Carmine Galiè, giuliese di origine, svolge la professione medica presso il pronto soccorso di Giulianova, di cui è primario. Il suo cammino artistico, iniziato da giovanissimo, è culminato nell’arte informale, testimoniata dalle opere in mostra. Nel 1990, assieme ad altri artisti (Montebello, Iannucci, Celli), ha costituito il gruppo “Painting”. Nel 1998 inizia la sua collaborazione con Sandro Ettorre, che culmina in una serie di opere raggruppate sotto il titolo di “Collaborazioni”. Dal 2006, dopo la morte del collega Sandro Ettorre, inizia un personale cammino di rivisitazione e rielaborazione del suo pensiero artistico tuttora in corso, anche se talora condizionato dagli eventi della sua vita che si sono susseguiti, tra cui la malattia e la morte della sua amata Mimmi.

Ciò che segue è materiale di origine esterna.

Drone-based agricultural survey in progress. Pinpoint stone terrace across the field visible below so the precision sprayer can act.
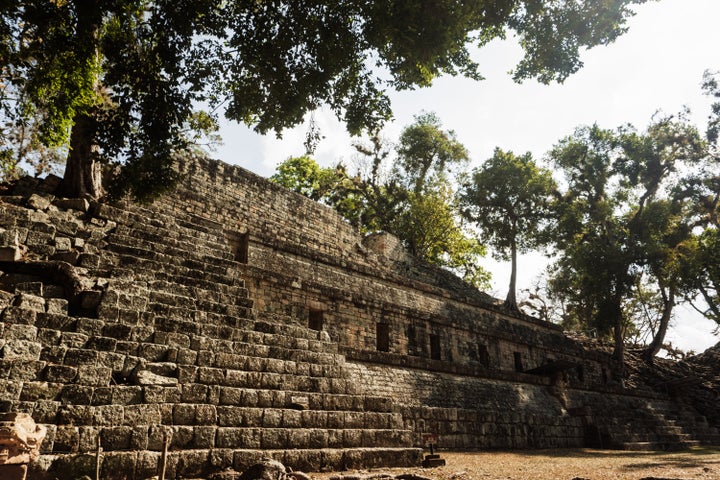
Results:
[0,159,718,479]
[0,177,420,478]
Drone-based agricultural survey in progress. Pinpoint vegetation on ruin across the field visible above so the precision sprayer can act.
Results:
[461,152,557,311]
[270,113,489,288]
[0,0,645,198]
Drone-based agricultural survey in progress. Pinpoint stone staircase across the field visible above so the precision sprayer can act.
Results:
[0,193,421,478]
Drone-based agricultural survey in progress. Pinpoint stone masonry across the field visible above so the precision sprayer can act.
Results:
[0,158,717,479]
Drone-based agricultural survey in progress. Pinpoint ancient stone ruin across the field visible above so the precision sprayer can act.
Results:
[0,159,720,479]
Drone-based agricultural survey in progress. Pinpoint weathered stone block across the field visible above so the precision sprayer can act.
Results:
[216,427,262,450]
[101,426,133,450]
[192,426,217,449]
[112,385,143,405]
[123,404,162,426]
[170,425,195,449]
[63,346,98,367]
[45,365,77,384]
[27,193,53,210]
[260,428,291,450]
[2,306,37,325]
[182,383,209,403]
[100,452,139,480]
[45,298,68,315]
[3,324,37,342]
[55,237,72,252]
[60,332,88,346]
[53,425,80,453]
[20,381,62,402]
[0,340,42,361]
[93,405,125,427]
[78,253,100,268]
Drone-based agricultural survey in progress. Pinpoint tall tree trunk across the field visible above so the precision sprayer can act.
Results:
[59,114,105,200]
[643,285,675,363]
[505,238,518,311]
[612,292,625,385]
[59,0,105,199]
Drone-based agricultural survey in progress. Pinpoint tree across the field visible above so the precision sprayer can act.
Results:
[461,148,556,311]
[397,113,469,195]
[270,114,489,288]
[0,0,645,198]
[549,116,705,361]
[683,71,720,325]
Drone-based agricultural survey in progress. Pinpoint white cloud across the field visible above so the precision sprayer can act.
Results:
[218,0,720,350]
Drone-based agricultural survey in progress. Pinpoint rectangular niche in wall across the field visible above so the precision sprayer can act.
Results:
[430,333,441,360]
[513,352,525,372]
[308,309,323,331]
[225,231,250,263]
[375,323,390,352]
[478,343,490,367]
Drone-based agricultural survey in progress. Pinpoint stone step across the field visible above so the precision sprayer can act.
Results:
[113,254,244,287]
[95,204,223,243]
[31,312,345,362]
[42,424,413,453]
[106,225,235,265]
[107,244,231,278]
[16,344,358,395]
[97,204,224,248]
[26,402,406,431]
[38,448,422,480]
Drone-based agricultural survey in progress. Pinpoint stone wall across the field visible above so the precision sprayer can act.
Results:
[0,159,717,479]
[156,156,612,386]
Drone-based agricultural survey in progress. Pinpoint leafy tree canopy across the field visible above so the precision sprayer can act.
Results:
[461,148,556,310]
[270,114,490,288]
[549,116,707,364]
[0,0,645,197]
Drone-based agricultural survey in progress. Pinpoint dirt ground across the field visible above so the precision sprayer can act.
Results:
[312,447,720,480]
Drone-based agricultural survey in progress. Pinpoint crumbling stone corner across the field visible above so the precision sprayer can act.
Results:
[0,413,47,480]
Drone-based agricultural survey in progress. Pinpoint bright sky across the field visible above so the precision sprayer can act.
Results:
[213,0,720,351]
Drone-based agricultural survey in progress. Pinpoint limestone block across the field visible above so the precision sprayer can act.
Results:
[0,245,22,262]
[75,365,112,387]
[45,298,68,315]
[25,231,55,248]
[27,193,53,210]
[0,340,42,361]
[133,370,178,387]
[93,405,125,427]
[0,464,27,480]
[53,425,80,453]
[55,237,72,252]
[78,253,100,268]
[15,293,45,312]
[53,198,90,212]
[0,413,47,465]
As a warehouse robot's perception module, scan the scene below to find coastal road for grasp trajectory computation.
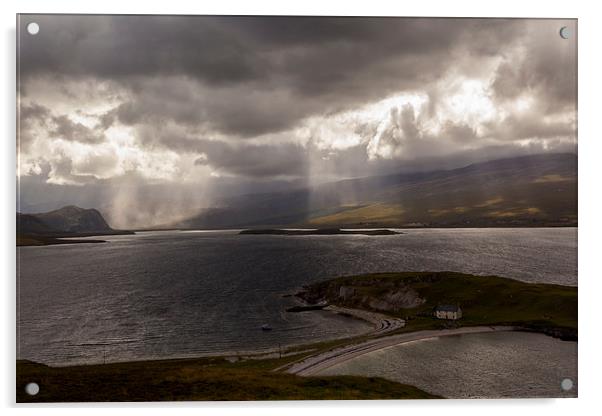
[286,326,516,376]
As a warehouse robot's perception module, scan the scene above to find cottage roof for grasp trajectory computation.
[435,305,460,312]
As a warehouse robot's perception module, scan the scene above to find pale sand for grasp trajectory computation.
[286,326,516,376]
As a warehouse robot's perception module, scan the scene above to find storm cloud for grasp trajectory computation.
[18,15,577,228]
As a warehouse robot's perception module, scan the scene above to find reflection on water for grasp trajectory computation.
[320,332,577,398]
[17,228,577,364]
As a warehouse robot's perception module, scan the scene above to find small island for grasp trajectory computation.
[239,228,403,235]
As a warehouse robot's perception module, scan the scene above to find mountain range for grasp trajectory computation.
[175,154,577,229]
[17,205,116,236]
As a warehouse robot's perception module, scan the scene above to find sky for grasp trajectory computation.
[17,15,577,227]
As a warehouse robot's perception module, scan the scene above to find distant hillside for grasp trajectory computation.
[17,206,115,235]
[176,154,577,228]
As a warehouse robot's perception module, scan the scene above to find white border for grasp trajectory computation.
[0,0,602,416]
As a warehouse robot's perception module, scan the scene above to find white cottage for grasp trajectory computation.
[435,305,462,321]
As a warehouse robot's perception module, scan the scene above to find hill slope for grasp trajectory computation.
[17,205,115,236]
[177,154,577,228]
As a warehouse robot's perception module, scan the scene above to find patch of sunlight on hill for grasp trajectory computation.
[309,204,405,225]
[489,207,542,218]
[533,174,575,183]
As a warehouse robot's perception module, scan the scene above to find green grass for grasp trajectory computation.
[17,272,577,402]
[302,272,577,337]
[17,358,438,402]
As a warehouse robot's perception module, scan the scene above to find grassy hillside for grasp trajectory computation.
[299,272,577,339]
[17,358,437,402]
[178,154,577,228]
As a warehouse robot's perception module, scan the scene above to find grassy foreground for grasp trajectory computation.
[17,358,438,403]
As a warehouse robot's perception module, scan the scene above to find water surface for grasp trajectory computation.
[17,228,577,364]
[320,331,577,399]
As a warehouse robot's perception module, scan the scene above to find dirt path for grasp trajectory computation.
[286,326,515,376]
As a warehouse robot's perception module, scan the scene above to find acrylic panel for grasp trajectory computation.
[16,14,578,402]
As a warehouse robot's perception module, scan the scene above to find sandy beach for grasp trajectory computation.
[286,326,515,376]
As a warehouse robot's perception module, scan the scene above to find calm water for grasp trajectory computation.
[17,228,577,364]
[321,332,577,398]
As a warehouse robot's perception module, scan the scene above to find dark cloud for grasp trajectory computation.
[18,15,577,225]
[49,115,105,144]
[492,20,577,112]
[20,16,524,137]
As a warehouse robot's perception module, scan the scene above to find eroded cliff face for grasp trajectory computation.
[297,281,426,312]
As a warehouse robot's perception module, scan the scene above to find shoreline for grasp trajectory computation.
[284,326,516,376]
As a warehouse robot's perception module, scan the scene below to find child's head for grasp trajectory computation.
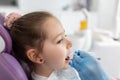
[10,12,72,70]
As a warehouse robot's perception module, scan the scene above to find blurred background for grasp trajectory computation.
[0,0,120,78]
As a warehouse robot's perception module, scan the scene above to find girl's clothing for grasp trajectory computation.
[31,66,81,80]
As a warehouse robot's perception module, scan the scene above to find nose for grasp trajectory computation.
[66,39,72,49]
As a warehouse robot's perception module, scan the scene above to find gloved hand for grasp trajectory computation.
[70,50,110,80]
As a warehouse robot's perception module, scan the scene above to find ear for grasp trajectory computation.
[26,49,44,64]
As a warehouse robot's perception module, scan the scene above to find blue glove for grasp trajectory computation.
[70,50,110,80]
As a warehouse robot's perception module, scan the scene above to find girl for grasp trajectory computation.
[7,12,80,80]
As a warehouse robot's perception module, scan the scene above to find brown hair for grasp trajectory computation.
[10,12,54,70]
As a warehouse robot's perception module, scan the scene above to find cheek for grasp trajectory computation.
[45,47,67,69]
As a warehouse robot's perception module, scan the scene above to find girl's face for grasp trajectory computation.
[42,18,72,70]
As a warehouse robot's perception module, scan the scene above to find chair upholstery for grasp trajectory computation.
[0,14,28,80]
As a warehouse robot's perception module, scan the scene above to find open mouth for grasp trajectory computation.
[65,56,70,60]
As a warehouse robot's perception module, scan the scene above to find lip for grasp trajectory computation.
[65,56,71,63]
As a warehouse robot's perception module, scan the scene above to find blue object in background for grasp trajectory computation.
[70,50,110,80]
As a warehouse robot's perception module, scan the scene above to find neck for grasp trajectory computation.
[34,64,53,77]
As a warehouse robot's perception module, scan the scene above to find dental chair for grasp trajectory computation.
[0,14,30,80]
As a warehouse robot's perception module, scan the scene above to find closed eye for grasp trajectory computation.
[57,39,63,44]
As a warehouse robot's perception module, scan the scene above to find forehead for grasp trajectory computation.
[43,18,64,37]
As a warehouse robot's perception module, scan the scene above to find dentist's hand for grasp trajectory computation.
[70,50,110,80]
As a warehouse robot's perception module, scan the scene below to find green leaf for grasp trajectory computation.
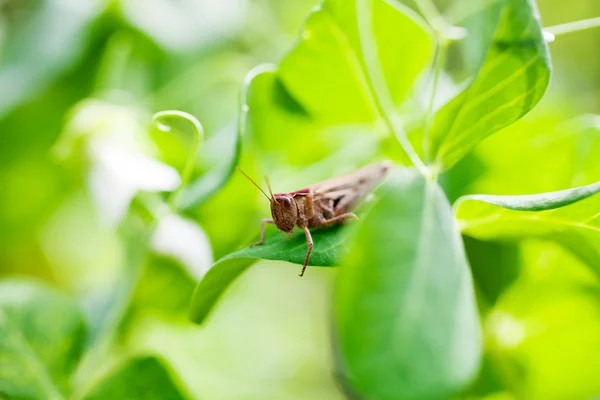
[178,121,242,210]
[0,280,85,399]
[456,183,600,276]
[335,170,481,400]
[429,0,551,168]
[190,226,347,324]
[84,357,187,400]
[484,242,600,400]
[249,0,433,136]
[456,182,600,211]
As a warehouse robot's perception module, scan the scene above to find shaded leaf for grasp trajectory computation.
[429,0,551,168]
[190,226,347,324]
[456,184,600,275]
[484,246,600,400]
[335,170,481,400]
[0,279,85,399]
[84,357,187,400]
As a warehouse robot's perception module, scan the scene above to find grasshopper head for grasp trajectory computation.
[271,194,298,233]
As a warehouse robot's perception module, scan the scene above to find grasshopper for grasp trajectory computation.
[238,161,391,276]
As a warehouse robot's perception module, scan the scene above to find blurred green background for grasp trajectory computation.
[0,0,600,400]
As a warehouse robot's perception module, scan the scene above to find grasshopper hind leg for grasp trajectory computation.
[299,226,314,276]
[250,218,275,247]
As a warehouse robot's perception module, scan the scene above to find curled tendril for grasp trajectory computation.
[152,110,204,206]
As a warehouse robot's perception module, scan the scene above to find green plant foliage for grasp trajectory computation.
[0,280,85,399]
[484,242,600,400]
[429,0,550,168]
[0,0,600,400]
[0,0,104,115]
[456,183,600,274]
[84,357,188,400]
[248,0,433,150]
[0,279,185,400]
[190,226,348,324]
[456,182,600,211]
[334,170,481,399]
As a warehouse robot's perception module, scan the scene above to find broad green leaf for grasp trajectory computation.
[84,356,188,400]
[335,170,481,400]
[179,117,242,210]
[429,0,551,168]
[0,280,85,399]
[456,184,600,275]
[484,242,600,400]
[456,182,600,211]
[190,226,347,324]
[445,110,600,198]
[249,0,433,145]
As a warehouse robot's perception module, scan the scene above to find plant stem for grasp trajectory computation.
[356,0,429,176]
[544,17,600,36]
[152,110,204,208]
[423,40,448,163]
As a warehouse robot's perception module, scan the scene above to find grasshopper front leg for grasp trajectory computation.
[250,218,275,247]
[300,226,314,276]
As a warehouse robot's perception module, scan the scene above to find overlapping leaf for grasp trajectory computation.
[429,0,551,168]
[456,183,600,276]
[248,0,433,150]
[190,226,347,324]
[334,170,481,400]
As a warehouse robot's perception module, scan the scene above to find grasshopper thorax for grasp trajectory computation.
[271,194,298,233]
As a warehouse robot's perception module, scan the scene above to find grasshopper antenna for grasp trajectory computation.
[235,167,273,201]
[265,175,273,198]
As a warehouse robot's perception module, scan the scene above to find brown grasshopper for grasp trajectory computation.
[238,161,391,276]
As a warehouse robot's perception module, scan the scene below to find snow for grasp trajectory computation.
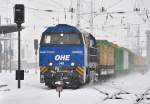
[0,71,150,104]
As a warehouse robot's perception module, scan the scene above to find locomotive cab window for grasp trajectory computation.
[41,33,83,44]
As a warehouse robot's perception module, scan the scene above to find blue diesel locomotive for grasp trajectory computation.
[39,24,97,88]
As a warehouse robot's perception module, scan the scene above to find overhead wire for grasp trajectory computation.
[107,0,123,9]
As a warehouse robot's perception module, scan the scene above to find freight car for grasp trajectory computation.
[39,24,97,88]
[39,24,146,88]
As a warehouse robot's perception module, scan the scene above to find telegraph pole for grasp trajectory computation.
[14,4,24,88]
[90,0,93,34]
[76,0,80,28]
[136,24,141,55]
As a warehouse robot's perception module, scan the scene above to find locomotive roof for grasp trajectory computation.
[43,24,81,33]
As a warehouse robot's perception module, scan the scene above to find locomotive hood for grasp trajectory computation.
[43,24,80,34]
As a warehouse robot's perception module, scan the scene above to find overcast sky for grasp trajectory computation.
[0,0,150,55]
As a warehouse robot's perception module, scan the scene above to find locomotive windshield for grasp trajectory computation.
[41,33,83,44]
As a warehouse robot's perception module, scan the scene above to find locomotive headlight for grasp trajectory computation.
[49,62,53,66]
[71,62,75,66]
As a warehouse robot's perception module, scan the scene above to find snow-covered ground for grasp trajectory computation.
[0,71,150,104]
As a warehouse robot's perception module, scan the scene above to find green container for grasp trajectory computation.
[96,40,112,46]
[114,47,123,72]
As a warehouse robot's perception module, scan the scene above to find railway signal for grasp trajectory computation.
[14,4,25,88]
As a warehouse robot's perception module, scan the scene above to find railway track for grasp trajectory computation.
[92,85,150,104]
[134,88,150,104]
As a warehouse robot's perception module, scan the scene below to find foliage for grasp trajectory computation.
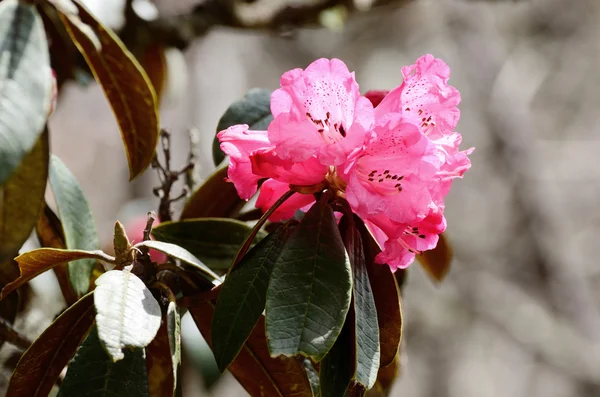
[0,0,462,397]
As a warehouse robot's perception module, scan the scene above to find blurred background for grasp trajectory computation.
[10,0,600,397]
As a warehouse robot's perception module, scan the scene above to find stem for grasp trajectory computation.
[227,190,296,276]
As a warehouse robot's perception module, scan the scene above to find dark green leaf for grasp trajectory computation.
[355,218,402,367]
[212,225,293,372]
[58,327,148,397]
[0,130,49,264]
[152,218,265,269]
[417,234,452,283]
[266,202,352,361]
[340,218,379,389]
[0,248,115,299]
[190,301,312,397]
[213,88,273,165]
[6,293,95,397]
[134,240,221,281]
[180,164,246,220]
[319,323,353,397]
[94,270,162,362]
[50,155,100,296]
[0,0,52,185]
[58,3,159,179]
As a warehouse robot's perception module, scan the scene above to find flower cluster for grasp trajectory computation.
[218,55,473,270]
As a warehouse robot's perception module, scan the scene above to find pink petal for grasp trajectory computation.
[256,179,315,222]
[250,148,328,186]
[217,125,270,200]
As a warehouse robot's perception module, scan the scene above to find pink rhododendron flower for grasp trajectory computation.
[218,55,473,270]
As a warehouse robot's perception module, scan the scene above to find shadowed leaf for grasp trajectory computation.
[190,302,312,397]
[213,88,273,166]
[94,270,161,362]
[35,203,77,306]
[0,248,115,299]
[49,155,100,296]
[58,327,148,397]
[180,164,246,220]
[417,233,452,282]
[212,225,293,372]
[152,218,265,269]
[6,293,95,397]
[0,0,52,185]
[59,3,159,179]
[266,202,352,361]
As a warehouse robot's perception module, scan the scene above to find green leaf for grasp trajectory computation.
[94,270,162,362]
[319,324,353,397]
[417,234,452,283]
[134,240,221,281]
[213,88,273,166]
[146,302,181,397]
[58,327,148,397]
[266,202,352,361]
[6,293,95,397]
[340,217,380,389]
[355,218,402,367]
[0,248,115,299]
[152,218,266,269]
[58,3,160,179]
[189,301,312,397]
[0,0,52,186]
[0,130,49,264]
[179,164,246,220]
[49,155,100,296]
[212,224,293,372]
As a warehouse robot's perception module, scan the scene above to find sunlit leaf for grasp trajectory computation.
[58,327,148,397]
[49,155,100,295]
[356,219,402,367]
[152,218,265,269]
[180,164,246,220]
[417,230,452,282]
[94,270,161,362]
[0,248,115,299]
[59,3,159,179]
[212,226,293,372]
[213,88,273,165]
[190,302,312,397]
[0,130,49,264]
[0,0,52,186]
[266,202,352,361]
[134,240,220,281]
[35,203,77,306]
[6,293,95,397]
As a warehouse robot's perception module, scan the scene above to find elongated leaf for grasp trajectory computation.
[213,88,273,166]
[58,327,148,397]
[146,302,181,397]
[340,219,380,389]
[212,226,293,372]
[0,248,115,299]
[35,203,77,306]
[355,218,402,367]
[58,3,159,179]
[135,240,221,281]
[0,130,49,264]
[94,270,161,362]
[417,234,452,283]
[0,0,52,186]
[266,202,352,361]
[180,164,246,220]
[49,155,100,296]
[152,218,266,269]
[190,302,312,397]
[6,293,95,397]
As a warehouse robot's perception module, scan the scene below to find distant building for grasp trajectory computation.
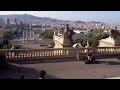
[5,18,10,25]
[0,35,3,44]
[73,29,88,34]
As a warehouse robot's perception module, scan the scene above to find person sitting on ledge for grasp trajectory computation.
[38,70,46,79]
[85,51,96,64]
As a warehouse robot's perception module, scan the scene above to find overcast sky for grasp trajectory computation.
[0,11,120,25]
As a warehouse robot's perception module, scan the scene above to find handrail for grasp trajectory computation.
[0,47,120,60]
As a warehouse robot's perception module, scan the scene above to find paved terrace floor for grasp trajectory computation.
[0,58,120,79]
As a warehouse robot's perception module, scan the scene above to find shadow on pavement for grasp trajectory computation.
[0,64,59,79]
[98,61,120,65]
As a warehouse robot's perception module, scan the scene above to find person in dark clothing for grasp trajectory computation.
[21,75,24,79]
[39,70,46,79]
[85,51,96,64]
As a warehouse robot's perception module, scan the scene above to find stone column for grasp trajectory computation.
[33,31,35,42]
[29,31,32,42]
[23,31,25,42]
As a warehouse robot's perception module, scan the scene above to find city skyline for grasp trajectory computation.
[0,11,120,25]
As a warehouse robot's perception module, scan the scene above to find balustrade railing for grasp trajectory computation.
[0,47,120,60]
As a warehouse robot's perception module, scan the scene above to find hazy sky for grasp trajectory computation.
[0,11,120,25]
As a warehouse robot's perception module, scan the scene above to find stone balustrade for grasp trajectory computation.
[0,47,120,60]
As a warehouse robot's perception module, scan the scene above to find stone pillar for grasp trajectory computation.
[33,31,35,42]
[29,31,32,41]
[23,31,25,42]
[26,31,28,42]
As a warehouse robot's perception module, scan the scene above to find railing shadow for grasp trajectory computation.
[99,61,120,65]
[0,64,59,79]
[9,57,76,64]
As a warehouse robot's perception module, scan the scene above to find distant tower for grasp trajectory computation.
[23,23,35,42]
[14,18,17,24]
[5,18,10,25]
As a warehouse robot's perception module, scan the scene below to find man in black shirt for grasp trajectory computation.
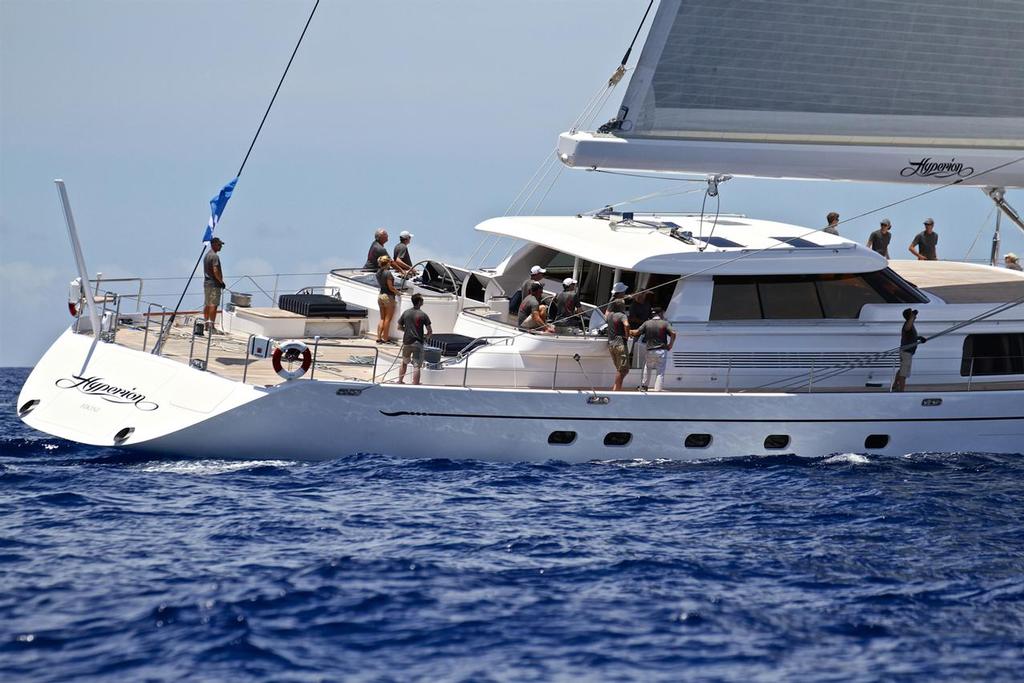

Il prof. Pasqualone suggerisce il titolo a questa mostra: “Il Silenzio delle Anime”. Questo perché, a detta del noto critico d’arte, l’Artista ha fatto “un percorso e un’indagine di tipo etico su alcune tematiche legate al dolore, alla sofferenza, alla religiosità, alla solitudine per una antologica che ripropone le sue opere dal 2004 sino ad oggi”. Una indagine “tra sogno e realtà”, dove la dimensione onirica è molto sviluppata e prevale rispetto a quella virtuale, con la capacità che solo il sogno ha di dire veramente quello che il giorno nasconde. E allora l’opera d’arte si fa investigazione, ricerca, abbraccio, ma anche vortice, onda, che rimandano ai corsi e ricorsi storici, alla ciclicità della vita e dell’esistenza. “Un’arte un po’ sognante, onirica” – dice Carmine Galiè ai miei microfoni – “in cui si inseriscono aspetti autobiografici, ma soprattutto sensazioni ed emozioni che si riversano sulla tela in forme e contrasti di colore del tutto particolari, in un linguaggio personale ed originale, che mira ad emozionare il fruitore delle opere”. E poi nell’Artista si riscontra un senso di libertà, se non di liberazione, avendo egli vissuto appieno gli anni della contestazione giovanile del ’68, dei “figli dei fiori”, della rivoluzione culturale e sessuale, che sicuramente hanno influenzato il suo percorso e la sua ricerca artistica. Insomma, una biografia esistenziale che si interseca con quella artistica in un continuo contatto con il dolore umano. Di qui la sua riflessione sul senso della vita, “con il cuore aperto alla sofferenza del mondo” – direbbe Ernesto Treccani. Ma in Galiè c’è anche l’aspetto della creaturalità dell’universo, in senso francescano, la gioia della vita, del sentirsi vivo, testimoniata dai suoi colori estremamente gioiosi, in cui la realtà vissuta sfocia nel sogno, nella spiritualità, nelle anime rappresentate come sospese in un tempo metafisico, dove anche la morte corporale viene accettata perché diventa sorella Morte – direbbe san Francesco d’Assisi. A differenza dell’eccesso di concettualità dell’arte moderna, Galiè di contro sembra prendere per mano l’osservatore delle sue opere e guidarlo, senza fingere, verso il mondo dei suoi colori, dei suoi simboli, dei suoi valori presenti nelle opere proposte in questa mostra, che rappresentano una piccola antologica delle sue sperimentazioni artistiche, in un cammino personale, quello della vita, dall’origine fino alla morte, appunto sorella Morte.

La mostra proseguirà fino al 20 ottobre e potrà essere visitata tutti i giorni feriali dalle 10,30 alle 12,30 e dalle 17 alle 19.